Rich (Benson Security #5) - Janet Elizabeth Henderson Page 0,11
immediate family, and she hated it. What was the point of having a superpower if it only worked with some people?
“Has Mother told you all the childhood stories about our Rachel?” Jonathan asked with a wide grin.
“Be careful what you say, Johnathan,” she warned. “Payback’s a bitch—called Rachel. I know where all your skeletons are hidden. Don’t forget it.”
“You don’t scare me,” the idiot said. “I was there when Mother brought you home from the hospital, and all you did was poop and wail. And I was also there when you used to take a stuffed rabbit everywhere because you were scared of Talbot House. Don’t even get me started on the times you lost it. I swear you woke ghosts with your screaming.” He looked at Harvard. “I was always the one who had to hunt the damn thing down, and do I get any appreciation? No.” He beamed at her, clearly enjoying himself. “She still has it, you know. The bunny.”
Harvard chuckled, and Rachel elbowed him. It was like elbowing a tree.
“I wish Sebastian were here,” Jonathan said of their younger brother, who was off researching in Borneo. “He could tell you about the time he was dragged along when she bought her first bra. It traumatized him for years. A preteen boy shouldn’t have to suffer the lingerie department at Selfridges. Especially seeing as Rachel only wanted a bra so she could beat Cousin Samantha in the race to get one first. Oh!” His face lit up. “I must tell you about the time she made Seb and I spray tan her. We all ended up looking like Oompa-Loompas. Mother wasn’t happy at all. Father found it quite funny though. Took forever for that stuff to fade.”
“That’s it,” Rachel snapped at them. “I need a drink.” She shrugged out of Harvard’s hold, ready to head straight across the room to the bar her mother had set up.

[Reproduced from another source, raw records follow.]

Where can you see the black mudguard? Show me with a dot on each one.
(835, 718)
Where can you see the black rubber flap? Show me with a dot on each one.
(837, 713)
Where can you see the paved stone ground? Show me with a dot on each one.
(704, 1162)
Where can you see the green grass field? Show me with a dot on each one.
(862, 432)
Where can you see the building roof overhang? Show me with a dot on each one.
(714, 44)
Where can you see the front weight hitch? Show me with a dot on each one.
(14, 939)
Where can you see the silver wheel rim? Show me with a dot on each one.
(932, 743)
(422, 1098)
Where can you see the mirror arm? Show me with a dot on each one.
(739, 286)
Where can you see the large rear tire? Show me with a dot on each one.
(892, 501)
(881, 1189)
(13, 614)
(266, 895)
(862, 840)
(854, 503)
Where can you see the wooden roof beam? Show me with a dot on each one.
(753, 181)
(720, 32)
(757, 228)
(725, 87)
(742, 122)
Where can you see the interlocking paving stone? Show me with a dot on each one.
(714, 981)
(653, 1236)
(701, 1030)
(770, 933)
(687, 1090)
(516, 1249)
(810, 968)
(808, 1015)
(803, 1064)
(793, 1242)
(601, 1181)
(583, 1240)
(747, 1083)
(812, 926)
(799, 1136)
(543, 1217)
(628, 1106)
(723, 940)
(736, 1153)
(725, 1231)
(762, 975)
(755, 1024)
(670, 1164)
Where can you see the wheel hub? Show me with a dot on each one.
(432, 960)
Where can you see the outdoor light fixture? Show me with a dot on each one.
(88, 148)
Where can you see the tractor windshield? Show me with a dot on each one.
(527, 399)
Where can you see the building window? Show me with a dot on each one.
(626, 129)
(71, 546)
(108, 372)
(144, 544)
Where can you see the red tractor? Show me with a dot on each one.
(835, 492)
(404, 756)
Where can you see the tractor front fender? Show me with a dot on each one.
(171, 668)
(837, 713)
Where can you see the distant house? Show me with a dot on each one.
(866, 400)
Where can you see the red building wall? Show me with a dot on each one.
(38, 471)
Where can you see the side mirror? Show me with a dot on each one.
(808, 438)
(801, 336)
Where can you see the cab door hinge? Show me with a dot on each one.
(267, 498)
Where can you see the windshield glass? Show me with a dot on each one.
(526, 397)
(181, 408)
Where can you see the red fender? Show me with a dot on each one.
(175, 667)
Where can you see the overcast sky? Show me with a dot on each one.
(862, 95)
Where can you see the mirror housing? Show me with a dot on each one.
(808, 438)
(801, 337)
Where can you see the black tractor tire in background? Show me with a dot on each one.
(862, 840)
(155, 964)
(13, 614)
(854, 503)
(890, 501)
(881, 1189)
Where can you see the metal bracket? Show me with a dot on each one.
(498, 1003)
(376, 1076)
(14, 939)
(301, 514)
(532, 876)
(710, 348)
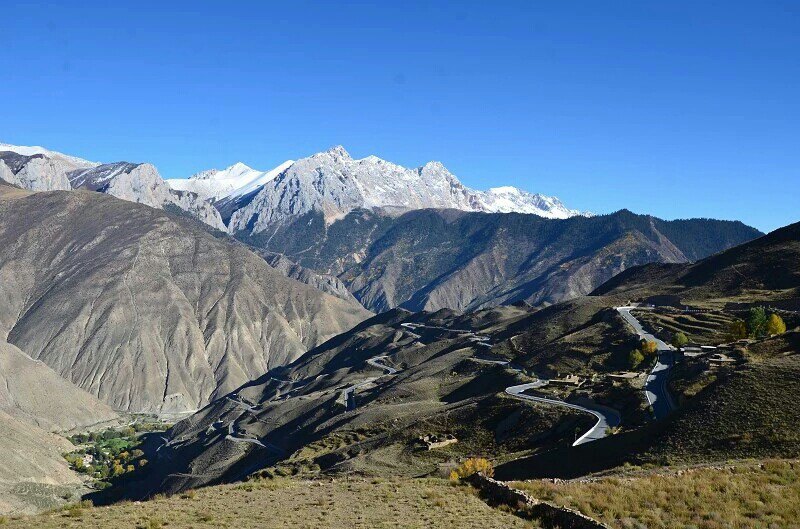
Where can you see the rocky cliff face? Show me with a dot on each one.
(35, 172)
(432, 259)
(144, 311)
(327, 283)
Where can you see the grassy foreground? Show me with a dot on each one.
(743, 496)
(350, 503)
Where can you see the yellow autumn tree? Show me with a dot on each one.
(737, 330)
(649, 348)
(775, 325)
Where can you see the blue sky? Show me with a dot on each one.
(679, 109)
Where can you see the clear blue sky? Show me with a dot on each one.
(679, 109)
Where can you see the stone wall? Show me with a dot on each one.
(497, 492)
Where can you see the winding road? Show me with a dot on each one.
(606, 417)
(656, 386)
(348, 394)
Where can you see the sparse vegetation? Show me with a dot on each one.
(744, 496)
(339, 504)
(472, 466)
(775, 325)
(635, 358)
(757, 322)
(679, 340)
(737, 330)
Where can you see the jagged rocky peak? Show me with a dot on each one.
(334, 183)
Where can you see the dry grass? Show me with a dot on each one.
(744, 496)
(407, 503)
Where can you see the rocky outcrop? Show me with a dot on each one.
(35, 172)
(549, 515)
(144, 311)
(141, 183)
(327, 283)
(334, 184)
(32, 392)
(431, 259)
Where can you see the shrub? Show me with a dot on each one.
(649, 348)
(635, 358)
(737, 330)
(775, 325)
(471, 466)
(679, 340)
(757, 322)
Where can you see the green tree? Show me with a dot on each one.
(757, 322)
(679, 340)
(635, 358)
(737, 330)
(649, 348)
(775, 325)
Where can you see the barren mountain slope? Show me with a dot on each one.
(145, 310)
(431, 259)
(763, 269)
(302, 416)
(32, 392)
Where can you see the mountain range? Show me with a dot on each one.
(146, 310)
(390, 236)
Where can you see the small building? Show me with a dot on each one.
(625, 375)
(432, 442)
(720, 359)
(569, 380)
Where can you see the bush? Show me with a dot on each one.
(635, 358)
(679, 340)
(737, 330)
(471, 466)
(775, 325)
(649, 348)
(757, 322)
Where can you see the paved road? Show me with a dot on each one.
(348, 394)
(606, 417)
(656, 386)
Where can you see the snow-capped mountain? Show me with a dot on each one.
(53, 155)
(39, 169)
(509, 199)
(334, 183)
(236, 180)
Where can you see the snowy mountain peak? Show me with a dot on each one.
(237, 180)
(333, 183)
(338, 151)
(35, 149)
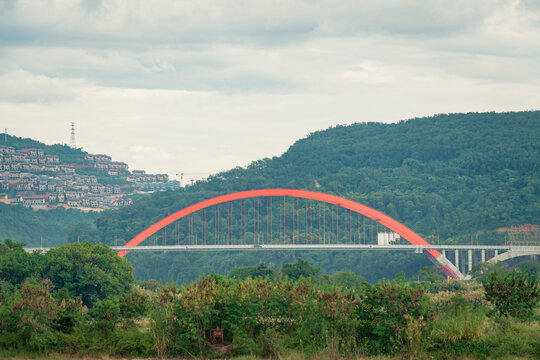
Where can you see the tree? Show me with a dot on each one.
(92, 272)
(515, 293)
(16, 264)
(300, 269)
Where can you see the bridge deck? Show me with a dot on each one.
(416, 248)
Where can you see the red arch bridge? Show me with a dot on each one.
(292, 219)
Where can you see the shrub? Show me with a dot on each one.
(514, 293)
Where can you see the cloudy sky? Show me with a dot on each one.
(203, 86)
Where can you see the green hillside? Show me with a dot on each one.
(454, 177)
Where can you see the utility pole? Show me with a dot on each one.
(72, 140)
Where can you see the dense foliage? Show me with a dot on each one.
(515, 293)
(297, 309)
(452, 178)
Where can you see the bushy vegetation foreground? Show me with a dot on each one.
(81, 299)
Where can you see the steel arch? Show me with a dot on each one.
(367, 211)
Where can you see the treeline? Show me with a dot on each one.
(47, 228)
(451, 178)
(80, 299)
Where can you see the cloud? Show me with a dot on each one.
(208, 85)
(22, 86)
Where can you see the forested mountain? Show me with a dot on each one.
(450, 177)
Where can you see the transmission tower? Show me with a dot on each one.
(72, 141)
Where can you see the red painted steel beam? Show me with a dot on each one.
(371, 213)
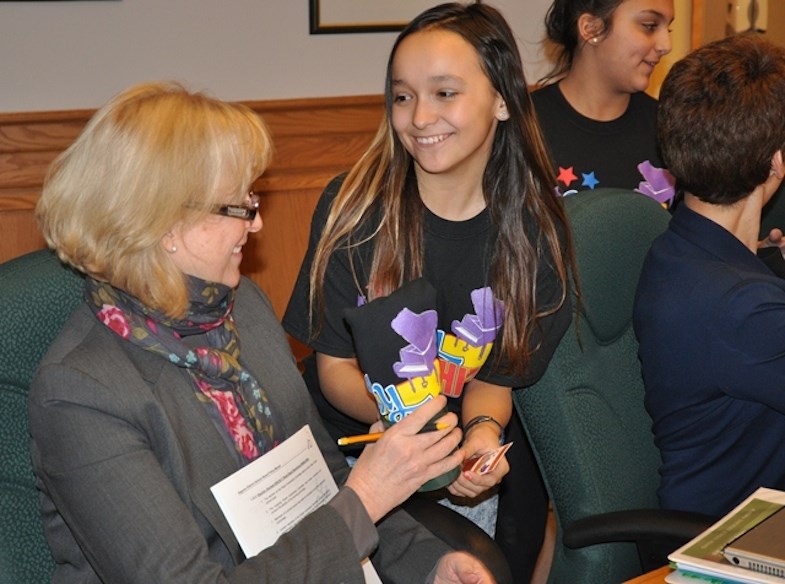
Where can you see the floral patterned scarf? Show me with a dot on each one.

“Rachel,” Harvard called after her, “can you get me my usual?”
His sparkling eyes told her he found it funny that she had no idea what his usual was, and she couldn’t exactly shout back across the room to ask him.
Instead, she inclined her head and smiled sweetly. “Of course.” She turned toward the bar, hoping they had pink umbrellas for the drinks, because Harvard was getting all of them.
Harvard watched her walk away, graciously accepting congratulations from family members as she weaved through the crowded room. Her dress clung to the curves of her ass as her hips swayed. Man, she made his mouth water. Even when she was plotting to poison him.
“You’re keeping her safe, right?” Jonathan said, his eyes on Rachel too. “I mean, I know this isn’t exactly a dangerous assignment, but some of the jobs Benson Security have taken over the years have gone downhill fast. I worry about her.”
“I won’t let anything happen to her,” Harvard assured her brother. “Now, is there any chance you could introduce me to some people? There’s no way in hell Rachel’s going to do it.” He glanced over to where she was talking with another one of her cousins. “I figure I have about half an hour before she sneaks off and leaves me stranded in Surrey.”
Jonathan gestured around the room. “Who do you want to meet first?”
“Everyone who’s on the board and works for TayFor.”
“We call those people the partial board.” He nodded. “Of course, I work there, as do Mother and Sebastian—when he’s in the country. Sebastian isn’t a member of the board yet, as he’s under thirty. That’s the age we inherit our company shares, which gives us a place at the table. But, of course, you know all this. And your investigation has already cleared us, or we wouldn’t be having this conversation in the first place.”
Harvard kept his eye on the room as they spoke, ensuring no one was close enough to overhear them. “With Rachel going undercover, we had to clear her immediate family. It would have been too complicated otherwise.”
“Find anything interesting while you were digging around in our lives?”
“You sing Barry Manilow in the shower.”
Jonathan’s face turned beetroot. “How on earth do you know that?”
Harvard chuckled. “Rachel told us.”
“My sister will be the death of me,” he said, before muttering, “If I don’t get her first.”
“There are seven members on the partial board, aren’t there? And fifteen on the general board of directors, which includes all family members with shares. Is that right?”